Tuesday, July 06, 2010
Tatting Tea Tuesday and The Tour de Fleece
It's Tatting Tea Tuesday again and since I'm also well into the Tour de Fleece, today's post will be about handspun tatting thread.
I am absolutely fascinated with this idea.
You think about it now, we don't trust things we make ourselves. Take food for example. It's not just convenience that causes most people to not make their own cheese, bake our own bread, smoke their own salmon, or ferment their own pickles. It's something more. We are afraid. We don't have the skills or the knowledge. On the whole, we feel that we cannot feed ourselves as safely as a huge factory can.
We have given away something to the companies that provide for us: Not just trust in our own accomplishments, but we have also lost pride in what we can create. This is very sad to me.
I'm afraid the same has happened with yarn. We don't weave with handspun warp very often because of the convenience, consistency (a word that, perhaps, is held in too high esteem), and a belief in the strength of the factory constructed. I am often petrified with the fear that I don't know enough to spin for a difficult project. I read and read, searching for the perfect technique to avoid making the most common mistakes. There is so much to read, what with the internet and all the books on the topic. It's no wonder I've taken so long to attempt the 'impossible' when there is a world of literature telling me that it is impossible.
This fear of failure prevents me from trying new things and learning from my own mistakes. Instead, I am Hamlet. I think and read and consider the possibilities while nothing actually gets accomplished.
Handspun yarn is not the same as the commercially made stuff. Certainly, you can produce a yarn by hand that matches a commercial yarn. But there is so much more to spinning than that.

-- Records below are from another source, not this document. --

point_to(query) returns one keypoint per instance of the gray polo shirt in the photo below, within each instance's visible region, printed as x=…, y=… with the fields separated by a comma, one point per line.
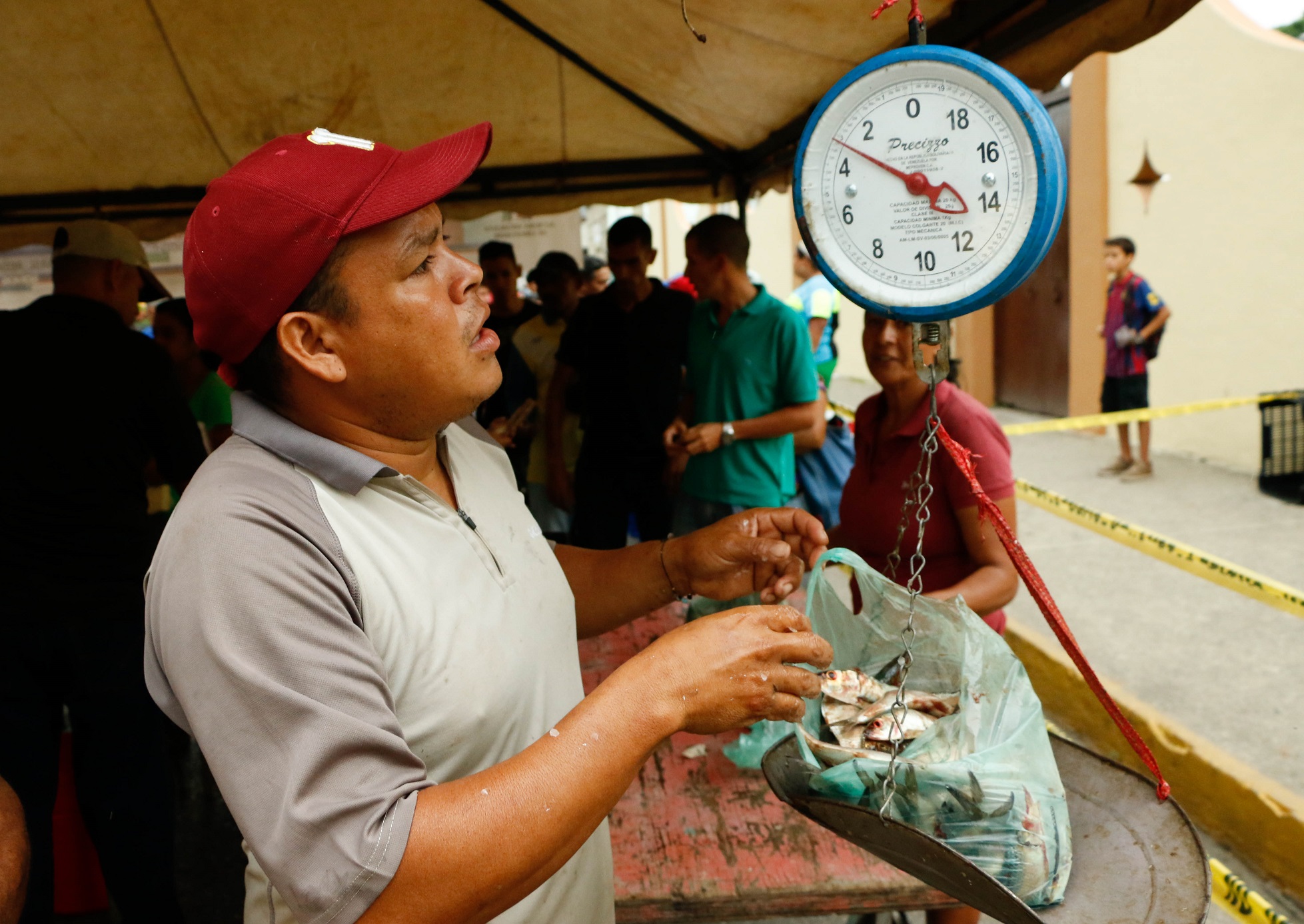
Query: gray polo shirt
x=338, y=638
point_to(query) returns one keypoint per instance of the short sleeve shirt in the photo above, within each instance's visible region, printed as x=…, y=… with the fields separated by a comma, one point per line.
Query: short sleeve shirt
x=338, y=638
x=876, y=490
x=212, y=402
x=818, y=298
x=758, y=362
x=630, y=366
x=1121, y=361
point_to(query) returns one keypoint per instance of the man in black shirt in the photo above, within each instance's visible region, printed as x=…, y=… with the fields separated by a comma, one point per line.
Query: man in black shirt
x=91, y=403
x=508, y=312
x=626, y=347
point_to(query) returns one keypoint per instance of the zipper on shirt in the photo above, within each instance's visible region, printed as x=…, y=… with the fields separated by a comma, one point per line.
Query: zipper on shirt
x=466, y=518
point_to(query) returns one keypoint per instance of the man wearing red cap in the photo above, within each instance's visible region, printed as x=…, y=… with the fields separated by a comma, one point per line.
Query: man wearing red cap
x=354, y=612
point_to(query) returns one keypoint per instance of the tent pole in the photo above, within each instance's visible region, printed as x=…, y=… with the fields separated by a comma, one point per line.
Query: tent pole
x=742, y=192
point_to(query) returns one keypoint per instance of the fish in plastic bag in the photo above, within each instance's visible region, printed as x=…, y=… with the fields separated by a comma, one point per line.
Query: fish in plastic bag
x=977, y=771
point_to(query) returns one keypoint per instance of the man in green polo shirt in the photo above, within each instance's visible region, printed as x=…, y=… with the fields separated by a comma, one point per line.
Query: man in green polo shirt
x=750, y=385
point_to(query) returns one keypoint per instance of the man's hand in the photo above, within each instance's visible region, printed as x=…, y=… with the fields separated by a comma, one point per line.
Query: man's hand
x=702, y=438
x=505, y=429
x=758, y=550
x=561, y=488
x=730, y=669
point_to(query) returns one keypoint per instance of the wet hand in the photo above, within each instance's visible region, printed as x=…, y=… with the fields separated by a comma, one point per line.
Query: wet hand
x=733, y=669
x=756, y=552
x=673, y=438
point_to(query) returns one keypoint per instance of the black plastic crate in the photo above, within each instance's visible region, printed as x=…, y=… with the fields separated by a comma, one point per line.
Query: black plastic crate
x=1282, y=472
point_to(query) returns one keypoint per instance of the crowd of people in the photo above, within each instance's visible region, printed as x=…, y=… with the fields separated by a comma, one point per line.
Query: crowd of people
x=639, y=421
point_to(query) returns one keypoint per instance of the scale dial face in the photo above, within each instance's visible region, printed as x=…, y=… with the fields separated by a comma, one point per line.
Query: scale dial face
x=918, y=187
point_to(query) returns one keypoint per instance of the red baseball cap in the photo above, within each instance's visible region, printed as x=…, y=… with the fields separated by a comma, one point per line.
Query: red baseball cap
x=267, y=226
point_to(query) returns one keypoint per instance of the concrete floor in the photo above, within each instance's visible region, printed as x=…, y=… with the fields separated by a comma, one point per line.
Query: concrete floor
x=1221, y=664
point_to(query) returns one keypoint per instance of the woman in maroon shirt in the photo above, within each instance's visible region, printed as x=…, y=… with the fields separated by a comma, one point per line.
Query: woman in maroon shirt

One of the beauties of handspun yarn is the minute differences in the yarn as you move along its length. This handspun tatting thread has this quality and needs to be treated accordingly. It is strong, it is smooth, it is not as stiff as commercial cotton thread (but then again, this is made from silk), and it has slight variation one inch to the next. Not big changes or bumps. Just slightly thicker here and slightly thinner there. For that reason, especially if shuttle tatting, one needs to not pull the knots quite so tight if one wants the ring to close.
As you see, it is gorgeous to tat with handspun silk thread. It's Navajo ply (3 ply), Bombyx silk. The pattern is Chantilly.

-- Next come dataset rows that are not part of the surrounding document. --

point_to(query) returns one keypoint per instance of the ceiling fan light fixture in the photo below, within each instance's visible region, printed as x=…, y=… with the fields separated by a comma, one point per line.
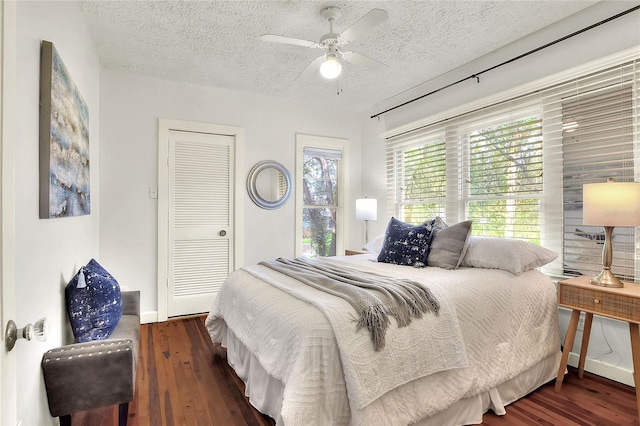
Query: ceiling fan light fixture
x=331, y=67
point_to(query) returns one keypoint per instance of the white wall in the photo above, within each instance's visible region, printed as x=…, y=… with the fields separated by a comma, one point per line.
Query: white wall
x=130, y=108
x=612, y=37
x=48, y=251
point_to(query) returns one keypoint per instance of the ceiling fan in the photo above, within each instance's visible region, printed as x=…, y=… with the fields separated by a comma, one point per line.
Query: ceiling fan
x=332, y=44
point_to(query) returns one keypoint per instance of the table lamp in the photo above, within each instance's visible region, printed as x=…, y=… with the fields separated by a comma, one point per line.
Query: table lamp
x=610, y=204
x=366, y=209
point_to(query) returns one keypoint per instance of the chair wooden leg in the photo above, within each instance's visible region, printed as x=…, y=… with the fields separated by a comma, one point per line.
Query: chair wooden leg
x=123, y=414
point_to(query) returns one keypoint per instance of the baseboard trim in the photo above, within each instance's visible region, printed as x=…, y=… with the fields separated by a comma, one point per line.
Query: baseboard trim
x=148, y=317
x=618, y=374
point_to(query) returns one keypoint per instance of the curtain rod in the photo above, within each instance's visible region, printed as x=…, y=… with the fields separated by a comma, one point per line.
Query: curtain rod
x=476, y=76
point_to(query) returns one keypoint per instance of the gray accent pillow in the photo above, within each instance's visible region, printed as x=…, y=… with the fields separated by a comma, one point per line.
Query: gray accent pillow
x=509, y=254
x=449, y=245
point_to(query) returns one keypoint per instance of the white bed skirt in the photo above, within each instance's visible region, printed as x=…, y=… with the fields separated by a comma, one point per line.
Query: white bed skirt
x=265, y=392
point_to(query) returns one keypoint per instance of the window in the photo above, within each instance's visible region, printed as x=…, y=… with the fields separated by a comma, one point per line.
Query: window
x=416, y=173
x=320, y=213
x=502, y=194
x=516, y=167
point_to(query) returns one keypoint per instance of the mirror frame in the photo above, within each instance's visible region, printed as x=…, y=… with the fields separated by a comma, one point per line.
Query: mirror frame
x=253, y=192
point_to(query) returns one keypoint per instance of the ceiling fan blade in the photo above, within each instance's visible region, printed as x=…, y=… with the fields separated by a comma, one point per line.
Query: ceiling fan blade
x=372, y=19
x=272, y=38
x=310, y=69
x=364, y=61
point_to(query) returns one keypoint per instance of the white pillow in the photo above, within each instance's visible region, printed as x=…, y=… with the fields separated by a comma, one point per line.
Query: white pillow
x=515, y=256
x=375, y=245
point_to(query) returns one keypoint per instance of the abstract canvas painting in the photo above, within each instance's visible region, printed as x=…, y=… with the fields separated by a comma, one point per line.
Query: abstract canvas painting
x=64, y=141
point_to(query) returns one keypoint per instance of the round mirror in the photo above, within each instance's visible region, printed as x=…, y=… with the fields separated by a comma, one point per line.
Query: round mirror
x=269, y=184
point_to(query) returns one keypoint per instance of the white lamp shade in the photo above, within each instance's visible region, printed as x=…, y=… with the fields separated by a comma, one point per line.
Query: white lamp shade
x=366, y=209
x=330, y=68
x=611, y=204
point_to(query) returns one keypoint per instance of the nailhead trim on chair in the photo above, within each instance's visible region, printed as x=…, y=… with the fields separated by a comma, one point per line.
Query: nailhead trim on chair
x=119, y=342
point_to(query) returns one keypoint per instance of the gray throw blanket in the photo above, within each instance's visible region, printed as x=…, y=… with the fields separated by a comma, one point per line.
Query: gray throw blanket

At first I was so delicate with the thread, expecting it to shatter if I breathed too hard. But as I was tired, I kept making mistakes. Forgetting to flip knots, stuff like that. So I had to untat this and untat that - until I was treating this thread with as much vigour as I would any factory made thread.
I hope to experiment more with spinning tatting thread as the summer progresses. I want to try different fibre preparations, different fibres, and different methods of plying. I'll keep notes and perhaps, if I can get my confidence up, will see about writing an article for my spinning guild's newsletter. That is is anyone wanted to read it.

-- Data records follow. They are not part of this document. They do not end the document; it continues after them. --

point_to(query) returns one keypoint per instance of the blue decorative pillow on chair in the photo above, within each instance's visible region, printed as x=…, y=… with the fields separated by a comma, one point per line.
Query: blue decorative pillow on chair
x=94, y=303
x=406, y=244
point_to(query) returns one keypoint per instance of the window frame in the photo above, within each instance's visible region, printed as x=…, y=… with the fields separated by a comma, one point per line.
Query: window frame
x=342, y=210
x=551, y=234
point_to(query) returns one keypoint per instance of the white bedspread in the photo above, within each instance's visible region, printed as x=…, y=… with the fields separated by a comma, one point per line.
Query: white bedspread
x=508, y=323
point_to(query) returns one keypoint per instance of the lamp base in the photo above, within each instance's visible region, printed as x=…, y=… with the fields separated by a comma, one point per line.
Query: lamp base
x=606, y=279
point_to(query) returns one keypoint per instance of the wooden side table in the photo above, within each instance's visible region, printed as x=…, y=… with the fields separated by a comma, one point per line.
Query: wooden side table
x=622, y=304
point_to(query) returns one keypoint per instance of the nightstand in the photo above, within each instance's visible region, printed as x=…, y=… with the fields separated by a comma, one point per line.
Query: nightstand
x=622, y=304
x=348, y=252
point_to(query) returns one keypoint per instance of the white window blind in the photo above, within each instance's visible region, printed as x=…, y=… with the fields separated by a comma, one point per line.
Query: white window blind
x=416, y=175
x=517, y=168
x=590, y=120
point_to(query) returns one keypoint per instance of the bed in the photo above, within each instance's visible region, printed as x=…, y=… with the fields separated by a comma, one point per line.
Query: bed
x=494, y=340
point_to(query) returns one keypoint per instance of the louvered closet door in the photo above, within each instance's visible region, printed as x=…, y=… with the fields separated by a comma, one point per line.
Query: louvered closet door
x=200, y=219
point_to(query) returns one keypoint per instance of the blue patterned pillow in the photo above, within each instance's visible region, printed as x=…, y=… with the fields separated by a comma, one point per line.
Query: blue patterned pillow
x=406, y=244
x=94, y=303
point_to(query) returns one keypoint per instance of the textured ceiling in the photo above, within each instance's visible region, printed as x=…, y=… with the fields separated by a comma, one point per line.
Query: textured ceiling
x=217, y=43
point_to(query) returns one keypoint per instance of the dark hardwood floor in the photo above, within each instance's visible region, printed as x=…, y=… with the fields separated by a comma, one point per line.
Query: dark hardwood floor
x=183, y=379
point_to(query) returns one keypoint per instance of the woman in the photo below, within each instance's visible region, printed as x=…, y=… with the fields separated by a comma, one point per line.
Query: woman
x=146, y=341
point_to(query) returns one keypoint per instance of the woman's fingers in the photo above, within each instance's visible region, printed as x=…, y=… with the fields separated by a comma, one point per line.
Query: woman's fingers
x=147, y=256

The nice thing about spinning for tatting is that it takes such a small amount of fibre and spinning to create a sizeable sample of tatting. The unfortunate thing about this, is that spinning silk thread is exceptionally hard on the arthritis.
I have 75 yds spun up and need to create at least that much again this week. So, my Earl Grey tea, my wheel and I are off to sit in the sunlight with the ducklings and see if I cannot get the rest of the silk spun up into singles today for plying later in the week. Then, I can get back to my main Tour de Fleece challenge: combing and spinning Shetland wool.